Travel Advisors Should Be Alert to Uninsured Motorists
by Paul Ruden /
I recently discovered a problem that, because it affects only a portion of the population, may get less consideration in the travel planning stages than it should.
The best data I could find indicates that roughly 9% of U.S. households do not own a car. That equates to almost 11 million car-free households. At that scale, there is at least a reasonable chance that any travel advisor may encounter a traveler who does not own a car and, therefore, does not have insurance covering operation of an automobile, especially people traveling domestically in the U.S. Thus, when renting a car as part of a vacation (or business trip), the renting party is exposed to considerable financial risk if the driver injures another person with the rented car, unless the renter has purchased the correct insurance covering the rental.

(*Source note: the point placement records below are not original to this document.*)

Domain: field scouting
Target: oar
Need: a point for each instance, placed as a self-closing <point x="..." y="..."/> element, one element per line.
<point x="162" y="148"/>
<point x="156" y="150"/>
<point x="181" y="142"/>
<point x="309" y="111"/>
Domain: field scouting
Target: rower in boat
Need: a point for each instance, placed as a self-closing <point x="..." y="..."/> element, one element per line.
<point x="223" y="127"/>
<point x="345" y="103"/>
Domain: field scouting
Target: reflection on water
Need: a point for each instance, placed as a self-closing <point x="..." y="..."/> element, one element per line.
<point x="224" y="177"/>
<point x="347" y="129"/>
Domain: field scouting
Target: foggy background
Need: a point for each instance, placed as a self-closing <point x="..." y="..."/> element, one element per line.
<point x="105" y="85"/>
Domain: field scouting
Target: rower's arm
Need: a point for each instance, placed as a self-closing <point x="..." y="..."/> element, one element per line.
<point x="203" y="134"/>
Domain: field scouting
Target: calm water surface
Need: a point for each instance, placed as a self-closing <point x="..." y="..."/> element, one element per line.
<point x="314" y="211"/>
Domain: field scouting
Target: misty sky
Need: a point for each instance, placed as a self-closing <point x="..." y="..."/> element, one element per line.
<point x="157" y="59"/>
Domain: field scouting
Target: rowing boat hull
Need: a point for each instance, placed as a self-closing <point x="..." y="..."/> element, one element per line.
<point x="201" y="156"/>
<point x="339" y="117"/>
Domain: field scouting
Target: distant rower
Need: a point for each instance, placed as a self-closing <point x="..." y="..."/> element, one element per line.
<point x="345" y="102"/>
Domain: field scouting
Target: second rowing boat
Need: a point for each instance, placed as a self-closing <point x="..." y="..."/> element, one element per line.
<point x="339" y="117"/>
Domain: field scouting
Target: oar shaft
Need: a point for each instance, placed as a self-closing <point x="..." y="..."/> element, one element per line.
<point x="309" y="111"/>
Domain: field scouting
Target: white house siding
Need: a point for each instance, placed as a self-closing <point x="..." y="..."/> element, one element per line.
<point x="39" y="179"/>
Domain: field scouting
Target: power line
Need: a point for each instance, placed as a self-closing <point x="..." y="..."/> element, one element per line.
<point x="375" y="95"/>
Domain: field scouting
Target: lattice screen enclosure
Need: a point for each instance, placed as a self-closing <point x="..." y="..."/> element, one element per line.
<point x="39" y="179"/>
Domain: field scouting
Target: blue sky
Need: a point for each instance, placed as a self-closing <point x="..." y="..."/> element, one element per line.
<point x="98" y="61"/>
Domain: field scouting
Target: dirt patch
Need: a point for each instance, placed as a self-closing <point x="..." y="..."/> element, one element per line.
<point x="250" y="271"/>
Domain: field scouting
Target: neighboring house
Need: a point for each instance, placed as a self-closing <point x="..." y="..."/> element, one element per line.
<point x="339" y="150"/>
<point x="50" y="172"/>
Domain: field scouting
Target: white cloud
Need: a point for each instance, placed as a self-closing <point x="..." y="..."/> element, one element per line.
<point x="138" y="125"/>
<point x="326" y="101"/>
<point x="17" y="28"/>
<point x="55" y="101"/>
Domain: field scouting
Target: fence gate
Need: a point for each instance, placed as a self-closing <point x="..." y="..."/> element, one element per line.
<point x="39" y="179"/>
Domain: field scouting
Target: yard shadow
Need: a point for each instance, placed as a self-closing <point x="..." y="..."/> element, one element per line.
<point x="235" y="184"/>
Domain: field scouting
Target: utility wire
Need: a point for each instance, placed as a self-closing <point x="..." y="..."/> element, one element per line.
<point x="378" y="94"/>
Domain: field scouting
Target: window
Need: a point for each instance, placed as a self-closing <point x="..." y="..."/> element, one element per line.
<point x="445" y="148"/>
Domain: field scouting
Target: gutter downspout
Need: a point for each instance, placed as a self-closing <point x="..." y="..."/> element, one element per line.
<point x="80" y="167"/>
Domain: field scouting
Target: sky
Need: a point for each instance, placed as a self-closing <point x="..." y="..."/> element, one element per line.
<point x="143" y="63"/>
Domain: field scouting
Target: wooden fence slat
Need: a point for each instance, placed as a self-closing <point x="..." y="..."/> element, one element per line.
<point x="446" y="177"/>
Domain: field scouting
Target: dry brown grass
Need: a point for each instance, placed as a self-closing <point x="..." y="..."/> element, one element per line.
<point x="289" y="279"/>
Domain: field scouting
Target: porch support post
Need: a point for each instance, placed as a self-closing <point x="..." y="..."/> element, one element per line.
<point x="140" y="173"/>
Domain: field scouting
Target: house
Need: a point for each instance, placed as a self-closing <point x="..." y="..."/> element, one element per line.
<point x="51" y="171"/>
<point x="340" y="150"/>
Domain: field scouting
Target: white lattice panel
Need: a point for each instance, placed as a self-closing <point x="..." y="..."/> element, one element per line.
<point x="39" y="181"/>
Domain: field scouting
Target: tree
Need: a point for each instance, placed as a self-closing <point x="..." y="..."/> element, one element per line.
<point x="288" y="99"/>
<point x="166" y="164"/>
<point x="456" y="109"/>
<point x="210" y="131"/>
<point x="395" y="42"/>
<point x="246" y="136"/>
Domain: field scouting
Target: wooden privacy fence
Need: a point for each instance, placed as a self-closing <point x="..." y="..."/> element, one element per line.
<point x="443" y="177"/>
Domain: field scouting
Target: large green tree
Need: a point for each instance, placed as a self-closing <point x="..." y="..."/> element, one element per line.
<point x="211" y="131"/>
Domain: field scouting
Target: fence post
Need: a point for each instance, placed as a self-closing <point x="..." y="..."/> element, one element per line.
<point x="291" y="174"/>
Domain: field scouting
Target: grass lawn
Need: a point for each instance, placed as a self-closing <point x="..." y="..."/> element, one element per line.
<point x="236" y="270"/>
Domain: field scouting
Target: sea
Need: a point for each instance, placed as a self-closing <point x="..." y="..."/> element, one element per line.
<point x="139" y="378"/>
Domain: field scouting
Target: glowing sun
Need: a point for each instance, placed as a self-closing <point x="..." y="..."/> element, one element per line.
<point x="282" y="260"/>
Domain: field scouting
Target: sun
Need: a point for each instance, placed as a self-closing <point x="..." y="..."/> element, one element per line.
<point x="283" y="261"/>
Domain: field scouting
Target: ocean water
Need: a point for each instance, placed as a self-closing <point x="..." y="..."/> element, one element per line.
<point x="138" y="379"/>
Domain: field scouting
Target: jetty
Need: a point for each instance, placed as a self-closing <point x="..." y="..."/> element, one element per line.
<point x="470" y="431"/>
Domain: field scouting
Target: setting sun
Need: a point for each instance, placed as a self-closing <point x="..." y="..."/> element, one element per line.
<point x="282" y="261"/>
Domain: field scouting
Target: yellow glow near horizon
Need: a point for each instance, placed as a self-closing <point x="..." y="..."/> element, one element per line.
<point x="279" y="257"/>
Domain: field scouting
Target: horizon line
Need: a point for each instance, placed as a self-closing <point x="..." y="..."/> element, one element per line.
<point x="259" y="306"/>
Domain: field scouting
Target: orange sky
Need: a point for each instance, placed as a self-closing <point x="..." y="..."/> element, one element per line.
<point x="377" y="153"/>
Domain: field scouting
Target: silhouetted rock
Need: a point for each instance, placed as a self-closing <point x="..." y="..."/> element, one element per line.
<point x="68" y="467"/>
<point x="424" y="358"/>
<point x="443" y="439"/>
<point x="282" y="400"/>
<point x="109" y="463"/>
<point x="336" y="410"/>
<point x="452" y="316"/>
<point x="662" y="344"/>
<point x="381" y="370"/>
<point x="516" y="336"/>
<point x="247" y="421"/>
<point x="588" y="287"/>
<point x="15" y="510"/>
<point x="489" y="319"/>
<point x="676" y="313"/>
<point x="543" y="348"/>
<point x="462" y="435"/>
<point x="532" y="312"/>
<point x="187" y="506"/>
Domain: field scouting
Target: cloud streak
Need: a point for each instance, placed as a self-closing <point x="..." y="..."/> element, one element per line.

Having disposed of my cars when moving to New York City, I discovered that buying personal liability protection when renting a car can be surprisingly complicated. Some well-known car rental companies simply do not offer personal liability insurance on a single-use basis when you rent one of their cars. You can buy single-use insurance against damage to the car, but if you injure someone not in your rental car while driving, you may face considerable financial risk unless you have obtained adequate personal liability coverage elsewhere.
The “elsewhere” may include a credit card insurance component, a provision in your homeowner’s insurance policy or potentially a travel insurance policy. However, some well-known travel insurance companies also do not sell single-use personal liability policies that would protect you against personal injury/death claims arising from an accident with the rental car. On a recent trip involving the essential use of a rental car, I discovered that none of the named sources provided the needed insurance even as a paid option. Ultimately, I found a rental company that did sell such insurance for $16.37 a day.
Note that relying on such insurance required that all the other insurance options, including Loss Damage Waiver, Personal Accident, and Personal Effects, had to be waived. The renter must get those details right in order to secure the liability protection through the rental company’s policy.
As is typical of insurance agreements, the language covering personal liability is technical and legalistic. For example, the liability insurance we bought: “Provides protection for third-party automobile claims for the difference between the minimum financial responsibility limits provided under paragraph 22 above [referring to the Liability Protection section of the Rental Terms & Conditions document that is part of the rental car contract] and a maximum combined single limit of liability of $1,000,000 or $2,000,000 depending on the jurisdiction of rental for bodily injury, death or property damage for each accident.”
Other provisions made the renter liable to the rental car company for claims against it from the renter’s use of the car, apparently without regard to any negligence in driving it.
Finally, the information in the rental document: “Is a summary only of ALI [Additional Liability Insurance]. The specific terms, conditions and exclusions thereof are subject to all provisions, limitations and exclusions contained in the rental document and the ALI policy issued by XXX XXX Insurance Company, one of the U.S.-based subsidiaries of XXX (NYSE: XXX) ...This summary is not intended to provide a complete description of the policy’s terms, conditions and exclusions. For additional details, we invite you to examine a copy of the policy, which is available for your inspection, upon request, at the XXX location at which you are renting.”
My prior email requests to this company, and to others, for an advance look at the actual insurance policy that governed the protection I was buying went nowhere. By the time you arrive at the location where you are renting the car, a realistic opportunity to secure additional insurance no longer exists, even if a source is available. And, in any case, the counter at our major rental company did not have a copy of the actual insurance policy.
The lesson of all this is that the travel advisor, who is typically held to the standards of a fiduciary in relation to her clients, should be sure to have fully explored with the client the insurance implications of any plan to rent a car on a trip you are selling. If the client has her own automobile policy that provides liability protection when renting a car, great. If not, you should at a minimum explain in writing the importance of obtaining such insurance prior to arriving at the rental car location.
I repeat that not all rental car companies offer personal liability insurance, so the carless client should not wait until arrival at location to determine whether the company offers personal liability insurance. Failure to get it is a recipe for potential disaster.